Si Monseñor Benson hubiera vivido hasta el 18 de noviembre de 1914, habría cumplido cuarenta y tres años. Sin embargo, en la madrugada del 20 de octubre (nota de la traducción: en realidad el 19 de octubre) llegó la gran cita: la llama que había ardido con tanta fuerza durante dos décadas de su vida activa ardió tenuemente y cesó en forma gentil dejando a numerosos corazones llorando su fallecimiento y al mundo más pobre debido a su pérdida.
Las circunstancias de su muerte son, quizás, bien conocidas.
Ellas han sido registradas por su amigo el Canónico Sharrock. En septiembre,
aunque no se sentía tan bien como siempre, Mgr. Benson había escrito al
Canónico para decirle que al final no se sorprendiera si era incapaz de
completar su compromiso de predicar en la Catedral de Salford los domingos de
octubre. Era característica su puntillosidad en mantener sus compromisos. El
que escribe puede dar testimonio de su conocimiento personal de cómo
sagradamente Mgr. Benson considerada este deber declinando absolutamente
renunciar a un compromiso en la más pobre de las iglesias de la provincia en
favor de una invitación a la más elegante iglesia metropolitana. Su carta al
Canónico, por lo tanto, era una indicación de que él consideraba su condición
como algo serio. Sin embargo, fue a Salford y predicó el 4 de octubre. No
obstante, se notó que carecía de su acostumbrado vigor. Al día siguiente él
insistió en ir a un convento, en una ciudad adyacente, donde pasó la semana
predicando un retiro.
Se predicó el segundo sermón de
la serie en Salford el 11 de octubre. Dos cosas fueron inusuales. No pudo subir
los escalones sin dificultad, ya que generalmente él subía corriendo. Después
de su sermón se sentó exhausto en una silla en la sacristía y permaneció
inmóvil por un momento. Al día siguiente partió a Londres, pero en el camino a
la estación de trenes experimentó tal agudo ataque de dolor en su pecho que fue
llevado de vuelta a la casa del Obispo y puesto en la cama, y se llamó a un
doctor. El diagnóstico fue “falsa angina de pecho.” A partir del hecho que la
neumonía sobrevino rápidamente y en vistas al desacuerdo entre los doctores
sobre la existencia de la “falsa angina de pecho”, pareció que los síntomas
iniciales eran en realidad los de una neumonía. De cualquier forma fue esto lo
que hizo sucumbir a Mgr. Benson. Cuando se le anunció que se consideraba
prudente administrar los últimos sacramentos, él se comportó con la más
edificante fortaleza, efectuando las respuestas y evidenciando el más vivo
interés en todo lo relacionado con los solemnes ritos. Como era su
característica preguntó cómo debería comportarse en esta nueva experiencia. En
cierto momento, justo antes de su muerte, interrumpió las oraciones por los
moribundos para hacer alguna petición o para enviar un mensaje. Retuvo su
conciencia maravillosamente hasta unos pocos minutos antes del fin, y dio un
ejemplo de piedad y de confianza en Dios que fue lo más impresionante para
aquellos que rodeaban su cama, entre ellos estaba su hermano A.C. Benson.

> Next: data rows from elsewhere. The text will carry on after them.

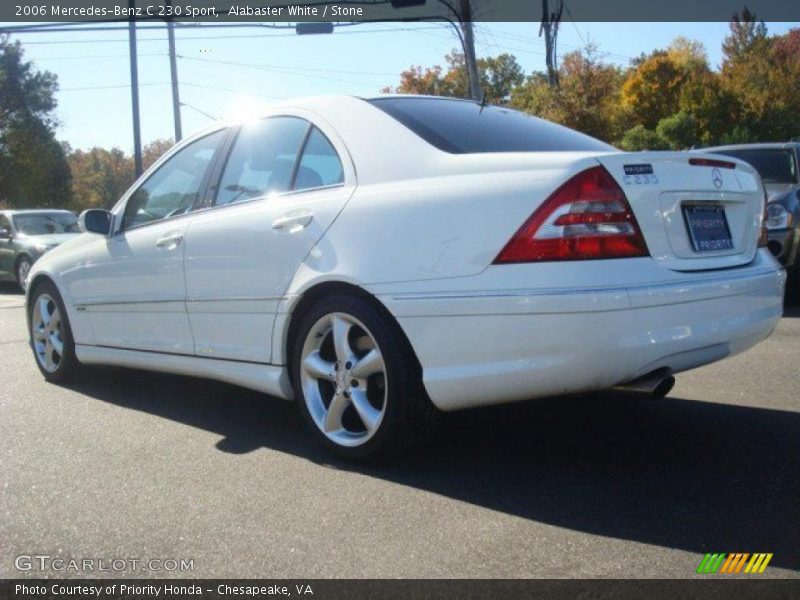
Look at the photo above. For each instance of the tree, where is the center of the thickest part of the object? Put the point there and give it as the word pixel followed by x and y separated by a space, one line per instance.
pixel 154 150
pixel 33 168
pixel 587 99
pixel 640 138
pixel 497 75
pixel 99 177
pixel 652 90
pixel 679 130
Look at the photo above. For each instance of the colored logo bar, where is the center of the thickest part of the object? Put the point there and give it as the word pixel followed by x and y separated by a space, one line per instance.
pixel 737 562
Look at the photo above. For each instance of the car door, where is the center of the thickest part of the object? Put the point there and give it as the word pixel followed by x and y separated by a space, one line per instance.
pixel 135 288
pixel 282 185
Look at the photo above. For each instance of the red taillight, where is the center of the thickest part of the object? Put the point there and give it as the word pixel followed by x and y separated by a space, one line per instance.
pixel 711 162
pixel 586 218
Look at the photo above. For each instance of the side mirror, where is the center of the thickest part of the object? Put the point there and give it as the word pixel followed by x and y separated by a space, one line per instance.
pixel 95 220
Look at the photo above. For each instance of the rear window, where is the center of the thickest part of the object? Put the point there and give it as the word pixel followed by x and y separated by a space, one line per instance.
pixel 463 127
pixel 773 165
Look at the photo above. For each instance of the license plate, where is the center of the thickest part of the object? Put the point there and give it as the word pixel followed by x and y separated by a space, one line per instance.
pixel 708 227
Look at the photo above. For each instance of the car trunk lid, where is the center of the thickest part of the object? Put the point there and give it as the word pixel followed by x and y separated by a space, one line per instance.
pixel 683 209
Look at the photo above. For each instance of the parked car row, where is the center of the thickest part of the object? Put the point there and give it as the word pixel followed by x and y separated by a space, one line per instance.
pixel 26 235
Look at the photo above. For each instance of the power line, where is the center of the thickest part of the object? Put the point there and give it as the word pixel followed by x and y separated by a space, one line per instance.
pixel 110 87
pixel 200 110
pixel 222 37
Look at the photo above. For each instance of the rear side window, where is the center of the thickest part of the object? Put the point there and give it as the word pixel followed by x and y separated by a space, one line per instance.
pixel 462 127
pixel 262 160
pixel 320 165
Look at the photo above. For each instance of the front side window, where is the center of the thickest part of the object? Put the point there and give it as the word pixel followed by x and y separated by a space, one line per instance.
pixel 262 160
pixel 46 223
pixel 175 187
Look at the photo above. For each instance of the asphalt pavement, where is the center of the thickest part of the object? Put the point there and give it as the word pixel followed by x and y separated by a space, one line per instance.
pixel 143 466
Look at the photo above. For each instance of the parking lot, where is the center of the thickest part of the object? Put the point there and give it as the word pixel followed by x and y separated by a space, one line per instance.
pixel 134 464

De acuerdo a sus instrucciones
escritas, su cuerpo fue llevado a Hare Street House, cerca de Buntingford, a la
capillita en la cual él había gastado tanto trabajo y afectuoso trabajo. Sus
exequias fueron celebradas en la presencia del Cardenal Arzobispo de
Westminster, sus parientes inmediatos y los más cercanos amigos, mientras que
cientos esperaban afuera en los prados aterciopelados sobre los cuales él había
trabajado tantas veces. Un sexteto de coristas muy bien preparados de la gran
catedral católica de Inglaterra cantó exquisitamente el sublime réquiem, bajo
la dirección personal del Sr. Terry. Y así él fue recostado para descansar a
los pies de la gran cruz en su adorado jardín. Es entendido que ahora la finca
es propiedad de la Diócesis de Westminster para ser usada como residencia de
verano del Ordinario, y así su carácter será preservado.
Por una feliz elección su querido amigo, el
R.P. Cyril Martindale, el culto jesuita, ha sido seleccionado como su biógrafo.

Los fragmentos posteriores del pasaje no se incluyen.